Optimization of application to reduce db workload and improve performance
Posted by:
Jan Becker
Date: December 15, 2018 03:57PM
We have built an application, which runs on 40 virtual boxes (VMs) in parallel. Each virtual box performs certain tasks. The tasks are defined and prioritized though a MySQL database table. The table contains all tasks and documents, when they are done.
Thus the table looks as follows:
Row1: Task1 Priority = 1 Status = done
Row2: Task2 Priority = 1 Status = done
Row3: Task3 Priority = 1 Status = done
Row4: Task4 Priority = 1 Status = work in progress
Row5: Task5 Priority = 2 Status = work in progress
Row6: Task6 Priority = 6 Status = to do
Row7: Task7 Priority = 3 Status = to do
...
Row2,500,00: Task2,500,000 Priority = 5 Status = to do
The virtual boxes contain applications, which connect through ODBC to the database/ table.
At the moment each VM
1) catches the next available task (SELECT Row FROM ToDoList WHERE Status = "to do" ORDER BY Row LIMIT v, 1) (v = number of VM)
2) blocks the task (UPDATE ToDoList SET Status = "work in progress" WHERE Row = Rowx)
3) documents, that the task was done successfully or sets it back, if there was an error (UPDATE ToDoList SET Status = "done" WHERE Row = Rowx or ... Status = "to do" (if the task failed))
We have some performance problems.
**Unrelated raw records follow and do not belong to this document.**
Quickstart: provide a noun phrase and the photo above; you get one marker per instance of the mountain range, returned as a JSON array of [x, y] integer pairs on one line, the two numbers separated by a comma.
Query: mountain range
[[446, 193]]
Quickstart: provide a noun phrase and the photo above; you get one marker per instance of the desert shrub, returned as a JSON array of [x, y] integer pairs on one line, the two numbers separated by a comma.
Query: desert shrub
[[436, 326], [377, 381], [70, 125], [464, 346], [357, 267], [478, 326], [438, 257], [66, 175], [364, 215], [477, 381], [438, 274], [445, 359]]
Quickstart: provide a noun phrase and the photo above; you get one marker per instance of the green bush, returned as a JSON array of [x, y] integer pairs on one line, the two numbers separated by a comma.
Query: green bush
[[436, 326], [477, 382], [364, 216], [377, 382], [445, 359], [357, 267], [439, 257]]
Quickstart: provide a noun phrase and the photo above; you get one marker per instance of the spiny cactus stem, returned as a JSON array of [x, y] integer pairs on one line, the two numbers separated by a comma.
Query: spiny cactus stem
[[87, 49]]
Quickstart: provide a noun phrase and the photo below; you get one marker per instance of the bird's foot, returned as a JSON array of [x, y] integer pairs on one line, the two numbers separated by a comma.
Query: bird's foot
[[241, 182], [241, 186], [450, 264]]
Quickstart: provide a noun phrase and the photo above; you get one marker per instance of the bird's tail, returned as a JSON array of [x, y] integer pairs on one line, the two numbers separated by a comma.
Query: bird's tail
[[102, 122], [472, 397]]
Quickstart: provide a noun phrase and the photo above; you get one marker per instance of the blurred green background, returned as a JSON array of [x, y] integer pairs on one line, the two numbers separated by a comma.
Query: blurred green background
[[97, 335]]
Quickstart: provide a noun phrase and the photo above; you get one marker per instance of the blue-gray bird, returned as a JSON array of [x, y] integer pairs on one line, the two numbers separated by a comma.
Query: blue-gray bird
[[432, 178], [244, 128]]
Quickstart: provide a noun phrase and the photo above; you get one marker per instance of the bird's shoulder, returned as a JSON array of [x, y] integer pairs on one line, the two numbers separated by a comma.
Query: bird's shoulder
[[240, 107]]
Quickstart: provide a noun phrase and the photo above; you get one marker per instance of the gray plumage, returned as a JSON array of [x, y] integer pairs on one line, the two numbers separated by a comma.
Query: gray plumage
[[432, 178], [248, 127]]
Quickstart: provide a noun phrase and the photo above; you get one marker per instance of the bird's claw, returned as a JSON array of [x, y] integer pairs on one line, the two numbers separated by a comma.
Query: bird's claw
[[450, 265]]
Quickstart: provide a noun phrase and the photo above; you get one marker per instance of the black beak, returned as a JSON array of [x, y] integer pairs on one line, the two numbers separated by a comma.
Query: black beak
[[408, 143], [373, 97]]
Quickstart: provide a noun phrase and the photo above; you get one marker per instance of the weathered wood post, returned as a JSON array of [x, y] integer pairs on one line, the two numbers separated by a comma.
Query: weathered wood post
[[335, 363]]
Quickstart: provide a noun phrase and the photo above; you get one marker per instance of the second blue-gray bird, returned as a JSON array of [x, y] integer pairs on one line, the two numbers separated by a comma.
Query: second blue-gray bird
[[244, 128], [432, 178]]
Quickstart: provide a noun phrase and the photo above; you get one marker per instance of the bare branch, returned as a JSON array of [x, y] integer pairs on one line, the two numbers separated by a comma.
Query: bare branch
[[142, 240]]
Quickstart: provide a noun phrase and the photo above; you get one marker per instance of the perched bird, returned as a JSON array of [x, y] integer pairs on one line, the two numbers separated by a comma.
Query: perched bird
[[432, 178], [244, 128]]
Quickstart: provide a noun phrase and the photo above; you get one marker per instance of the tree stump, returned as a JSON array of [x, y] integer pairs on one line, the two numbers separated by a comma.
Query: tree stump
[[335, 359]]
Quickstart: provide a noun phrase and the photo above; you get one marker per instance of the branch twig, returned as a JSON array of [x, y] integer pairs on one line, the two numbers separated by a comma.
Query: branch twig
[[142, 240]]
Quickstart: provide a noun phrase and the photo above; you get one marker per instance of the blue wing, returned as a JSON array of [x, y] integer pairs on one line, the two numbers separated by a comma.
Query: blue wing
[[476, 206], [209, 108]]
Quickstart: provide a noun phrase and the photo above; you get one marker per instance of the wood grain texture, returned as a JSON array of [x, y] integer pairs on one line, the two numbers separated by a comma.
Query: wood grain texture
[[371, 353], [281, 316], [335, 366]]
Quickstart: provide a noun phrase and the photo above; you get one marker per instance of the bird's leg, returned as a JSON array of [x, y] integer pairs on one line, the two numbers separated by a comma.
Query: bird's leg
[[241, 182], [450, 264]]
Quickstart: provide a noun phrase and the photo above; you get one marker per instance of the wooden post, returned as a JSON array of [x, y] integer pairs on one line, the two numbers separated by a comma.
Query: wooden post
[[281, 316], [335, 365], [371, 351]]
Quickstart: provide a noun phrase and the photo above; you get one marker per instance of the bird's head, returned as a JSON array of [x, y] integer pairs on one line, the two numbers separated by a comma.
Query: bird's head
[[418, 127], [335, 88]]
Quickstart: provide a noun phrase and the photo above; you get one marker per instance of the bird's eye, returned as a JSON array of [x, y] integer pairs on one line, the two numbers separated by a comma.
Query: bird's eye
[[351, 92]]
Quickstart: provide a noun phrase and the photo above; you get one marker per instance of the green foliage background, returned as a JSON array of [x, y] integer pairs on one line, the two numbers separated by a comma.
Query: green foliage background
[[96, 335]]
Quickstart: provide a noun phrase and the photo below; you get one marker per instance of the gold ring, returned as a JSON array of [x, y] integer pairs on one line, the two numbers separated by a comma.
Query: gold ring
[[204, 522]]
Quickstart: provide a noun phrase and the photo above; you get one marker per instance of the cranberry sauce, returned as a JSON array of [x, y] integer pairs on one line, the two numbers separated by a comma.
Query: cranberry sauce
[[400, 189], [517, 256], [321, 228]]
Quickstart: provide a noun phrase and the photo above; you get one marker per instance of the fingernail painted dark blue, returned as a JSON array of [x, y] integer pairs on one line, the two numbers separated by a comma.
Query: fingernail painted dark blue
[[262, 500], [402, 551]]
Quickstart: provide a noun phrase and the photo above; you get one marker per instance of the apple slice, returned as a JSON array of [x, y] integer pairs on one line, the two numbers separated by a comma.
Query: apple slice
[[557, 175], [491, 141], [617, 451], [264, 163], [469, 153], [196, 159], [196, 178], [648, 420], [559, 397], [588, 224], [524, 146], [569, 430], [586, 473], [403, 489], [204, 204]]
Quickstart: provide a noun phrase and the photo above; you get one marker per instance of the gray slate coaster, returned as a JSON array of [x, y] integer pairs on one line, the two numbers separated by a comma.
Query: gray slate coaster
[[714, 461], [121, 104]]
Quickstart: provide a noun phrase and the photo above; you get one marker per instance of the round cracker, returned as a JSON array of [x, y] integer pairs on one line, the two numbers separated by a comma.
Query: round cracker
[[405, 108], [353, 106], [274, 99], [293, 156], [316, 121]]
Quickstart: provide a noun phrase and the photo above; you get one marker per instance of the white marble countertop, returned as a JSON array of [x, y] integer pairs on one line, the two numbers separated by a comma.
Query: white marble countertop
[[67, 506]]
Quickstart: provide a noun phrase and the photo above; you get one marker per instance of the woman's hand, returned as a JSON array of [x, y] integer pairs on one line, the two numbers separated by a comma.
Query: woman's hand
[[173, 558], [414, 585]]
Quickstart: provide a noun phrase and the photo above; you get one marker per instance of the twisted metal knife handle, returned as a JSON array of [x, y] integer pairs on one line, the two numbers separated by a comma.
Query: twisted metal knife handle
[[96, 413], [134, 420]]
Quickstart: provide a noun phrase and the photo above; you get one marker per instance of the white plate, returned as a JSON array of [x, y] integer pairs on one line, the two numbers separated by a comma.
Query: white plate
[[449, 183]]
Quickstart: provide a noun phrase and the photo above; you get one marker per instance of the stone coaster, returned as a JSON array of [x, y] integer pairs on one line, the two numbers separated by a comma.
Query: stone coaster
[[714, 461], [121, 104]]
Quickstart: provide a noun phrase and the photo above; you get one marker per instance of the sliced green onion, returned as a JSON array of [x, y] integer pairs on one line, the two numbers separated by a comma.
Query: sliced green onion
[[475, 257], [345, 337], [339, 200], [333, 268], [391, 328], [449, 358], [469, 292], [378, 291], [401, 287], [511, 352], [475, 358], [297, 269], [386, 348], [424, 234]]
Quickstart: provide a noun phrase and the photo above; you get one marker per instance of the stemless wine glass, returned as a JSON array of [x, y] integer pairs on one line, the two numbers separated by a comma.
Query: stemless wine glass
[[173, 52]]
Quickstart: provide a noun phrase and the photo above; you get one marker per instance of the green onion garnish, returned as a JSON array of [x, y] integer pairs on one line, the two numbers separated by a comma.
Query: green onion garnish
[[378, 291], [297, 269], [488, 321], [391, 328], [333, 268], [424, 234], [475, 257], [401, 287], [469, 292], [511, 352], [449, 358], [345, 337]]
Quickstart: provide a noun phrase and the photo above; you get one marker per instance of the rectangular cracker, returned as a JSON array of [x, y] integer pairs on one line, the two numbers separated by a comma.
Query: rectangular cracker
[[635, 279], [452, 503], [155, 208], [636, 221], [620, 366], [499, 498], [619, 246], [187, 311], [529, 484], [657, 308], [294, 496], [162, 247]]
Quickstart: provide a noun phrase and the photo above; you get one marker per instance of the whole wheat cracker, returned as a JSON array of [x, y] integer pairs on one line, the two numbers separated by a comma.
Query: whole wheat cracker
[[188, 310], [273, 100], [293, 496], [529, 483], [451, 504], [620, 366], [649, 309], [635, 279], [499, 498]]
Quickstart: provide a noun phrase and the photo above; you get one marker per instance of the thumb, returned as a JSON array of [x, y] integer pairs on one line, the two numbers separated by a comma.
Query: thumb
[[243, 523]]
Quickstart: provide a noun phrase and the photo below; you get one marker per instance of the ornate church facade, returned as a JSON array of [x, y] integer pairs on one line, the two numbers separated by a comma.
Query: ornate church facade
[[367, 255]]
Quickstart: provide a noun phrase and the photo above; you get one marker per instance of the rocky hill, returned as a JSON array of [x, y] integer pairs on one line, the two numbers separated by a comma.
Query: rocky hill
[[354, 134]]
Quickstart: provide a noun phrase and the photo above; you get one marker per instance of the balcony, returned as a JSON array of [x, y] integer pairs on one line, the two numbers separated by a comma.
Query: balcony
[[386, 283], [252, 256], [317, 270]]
It's unclear, whether they are due to the application as such (nothing to do with ODBC or MySQL), OBDC or MySQL.
My ideas were:
1) Instead of having one large to do list, I would have a master to do list and synchronize once a day with a shorter list. The applications just run 6 a.m. to midnigth. Thus I could replicate after midnight and write the daily workload (around 40,000 tasks) to a smaller table. The smaller table would be created daily and wouldn't include tasks already done.
2) Maybe there is something wrong with the indexes of the table. Which indexes should it have? I currently have (Status, Priority), (Row) and (Priority)
3) Sometimes I see, in PHPMyAdmin, that the table is locked. Maybe I should do 1) and split the smaller table into 40 tables, so the VMs can work with one table each.
4) Maybe it is mainly an ODBC problem. I could retrieve more than 1 task, block multiple tasks and finally write the results for all tasks (use LIMIT 10*v, 10) in the first SQL statement
What do you think? I don't want to do things, which don't make sense, but create efforts. With 2,500,000 rows, if I use PHPMyadmin, the first SQL statement requires (as per PHPMyadmin) 0.004 seconds. Thus I don't see much need to further improve it. What about the 4th idea? Could ODBC be the problem and would ths fix it? Any other ideas? Comments to the ideas?